GoodRAM unveils IRDM Ultimate M.2 PCIe Gen 5 SSD with 3D TLC NAND

Writing speeds in MB/s. What, are we still in 2021 or something?

GoodRAM IRDM Ultimate M.2 PCIe Gen 5 SSD

During IFA, storage specialist GoodRAM presented new products including its next-gen IRDM SSDs featuring up to 10GB/s via a PCIe 5.0 interface, starting at 1TB capacity.

Many brands are beginning to showcase their next SSDs boasting insane throughputs thanks to the use of a PCIe 5.0 interface. GoodRAM is one of them, offering IRDM Ultimate M.2 SSDs, which are capable of reaching up to 10GB/s in sequential read and 9.5GB/s in sequential write. A worthy successor to the PCIe 4.0 x4 IRDM Pro and its 7GB/s read speed.
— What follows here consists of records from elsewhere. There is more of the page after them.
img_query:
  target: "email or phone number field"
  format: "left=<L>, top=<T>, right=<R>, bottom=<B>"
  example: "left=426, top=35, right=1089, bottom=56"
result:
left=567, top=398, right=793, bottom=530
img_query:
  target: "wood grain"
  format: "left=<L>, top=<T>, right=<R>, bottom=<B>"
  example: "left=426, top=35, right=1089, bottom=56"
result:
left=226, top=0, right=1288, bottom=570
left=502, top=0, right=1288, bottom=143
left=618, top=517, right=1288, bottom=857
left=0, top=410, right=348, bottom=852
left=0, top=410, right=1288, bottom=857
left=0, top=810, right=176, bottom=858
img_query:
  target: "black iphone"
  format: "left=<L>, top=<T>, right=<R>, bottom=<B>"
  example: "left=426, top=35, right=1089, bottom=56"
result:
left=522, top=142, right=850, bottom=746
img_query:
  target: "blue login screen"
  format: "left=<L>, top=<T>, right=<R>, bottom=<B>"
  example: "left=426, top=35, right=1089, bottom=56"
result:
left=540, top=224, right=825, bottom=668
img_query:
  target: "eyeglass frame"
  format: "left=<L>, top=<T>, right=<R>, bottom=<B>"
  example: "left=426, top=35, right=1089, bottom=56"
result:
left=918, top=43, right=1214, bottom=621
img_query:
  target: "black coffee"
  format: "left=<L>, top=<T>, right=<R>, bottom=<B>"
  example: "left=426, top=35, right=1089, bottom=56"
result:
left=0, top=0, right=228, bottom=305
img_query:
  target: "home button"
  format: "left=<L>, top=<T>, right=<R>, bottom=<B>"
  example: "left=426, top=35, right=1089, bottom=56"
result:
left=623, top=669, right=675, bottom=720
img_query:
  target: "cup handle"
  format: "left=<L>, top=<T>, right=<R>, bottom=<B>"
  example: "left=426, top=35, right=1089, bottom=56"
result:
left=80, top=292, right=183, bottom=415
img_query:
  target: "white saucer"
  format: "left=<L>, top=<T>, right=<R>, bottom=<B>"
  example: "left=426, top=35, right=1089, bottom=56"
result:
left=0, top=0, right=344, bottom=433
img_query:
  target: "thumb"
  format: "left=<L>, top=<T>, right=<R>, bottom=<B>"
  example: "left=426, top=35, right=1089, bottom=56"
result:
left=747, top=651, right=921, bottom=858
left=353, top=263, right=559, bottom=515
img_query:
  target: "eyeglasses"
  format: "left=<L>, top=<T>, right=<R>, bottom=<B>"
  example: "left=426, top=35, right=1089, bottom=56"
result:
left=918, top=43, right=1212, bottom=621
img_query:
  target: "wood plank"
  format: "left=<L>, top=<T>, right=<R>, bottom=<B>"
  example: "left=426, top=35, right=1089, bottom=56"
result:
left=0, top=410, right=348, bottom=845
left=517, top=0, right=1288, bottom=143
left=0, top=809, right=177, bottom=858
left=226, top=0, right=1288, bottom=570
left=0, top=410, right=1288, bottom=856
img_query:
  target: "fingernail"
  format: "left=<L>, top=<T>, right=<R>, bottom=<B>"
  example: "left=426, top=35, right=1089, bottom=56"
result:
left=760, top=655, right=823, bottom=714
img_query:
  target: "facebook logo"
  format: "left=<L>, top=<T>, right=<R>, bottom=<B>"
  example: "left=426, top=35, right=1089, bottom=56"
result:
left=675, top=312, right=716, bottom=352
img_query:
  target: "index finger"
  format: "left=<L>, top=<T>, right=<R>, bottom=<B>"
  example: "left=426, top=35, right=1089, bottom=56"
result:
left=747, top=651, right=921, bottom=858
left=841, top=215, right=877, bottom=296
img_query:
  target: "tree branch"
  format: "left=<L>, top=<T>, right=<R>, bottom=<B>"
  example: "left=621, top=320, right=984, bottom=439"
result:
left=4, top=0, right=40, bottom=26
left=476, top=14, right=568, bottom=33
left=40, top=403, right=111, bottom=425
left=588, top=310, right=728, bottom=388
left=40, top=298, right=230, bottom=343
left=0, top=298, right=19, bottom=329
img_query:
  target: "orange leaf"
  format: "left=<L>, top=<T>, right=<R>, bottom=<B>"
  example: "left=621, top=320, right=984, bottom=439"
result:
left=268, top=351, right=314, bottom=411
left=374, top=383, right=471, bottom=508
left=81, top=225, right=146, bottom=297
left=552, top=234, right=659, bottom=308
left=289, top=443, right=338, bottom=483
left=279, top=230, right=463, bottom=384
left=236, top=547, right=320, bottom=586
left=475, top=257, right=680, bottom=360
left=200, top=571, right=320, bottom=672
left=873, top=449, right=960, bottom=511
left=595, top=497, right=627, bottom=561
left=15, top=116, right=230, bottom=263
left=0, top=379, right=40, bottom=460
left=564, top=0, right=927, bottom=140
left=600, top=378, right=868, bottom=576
To achieve these numbers GoodRAM employs Phison’s E26 controller alongside 1TB, 2TB, and 4TB of 3D TLC NAND cooled by a chunky heatsink. The Phison E26 (PS5026-26) controller is based on two ARM Cortex-R5 cores accompanied by special accelerators from the CoXProcessor 2.0 family, and manufactured using TSMC’s 12nm process. It is capable of speeds up to 13GB/s in sequential read and 12GB/s in sequential write, which is getting close to PCIe 5.0 x4 interface’s raw bandwidth limit of 15.8GB/s.

GoodRAM IRDM Ultimate M.2 PCIe Gen 5 SSD - Inside
Source: Geeknetic

While first products based on this interface ‘only’ achieve around the 10GB/s mark, the PCIe Gen 5 standard will eventually allow SSDs to reach around 14GB/s of sequential speeds after factoring in any overheads.

Note that, to make full use of GoodRAM’s IRDM Ultimate M.2 SSD speed – or any PCIe 5.0 SSD for that matter – you may need to go with AMD’s upcoming AM5 platform since Intel is not supporting PCIe 5.0 M.2 SSDs natively on 13th Gen Core ‘Raptor Lake’ CPUs.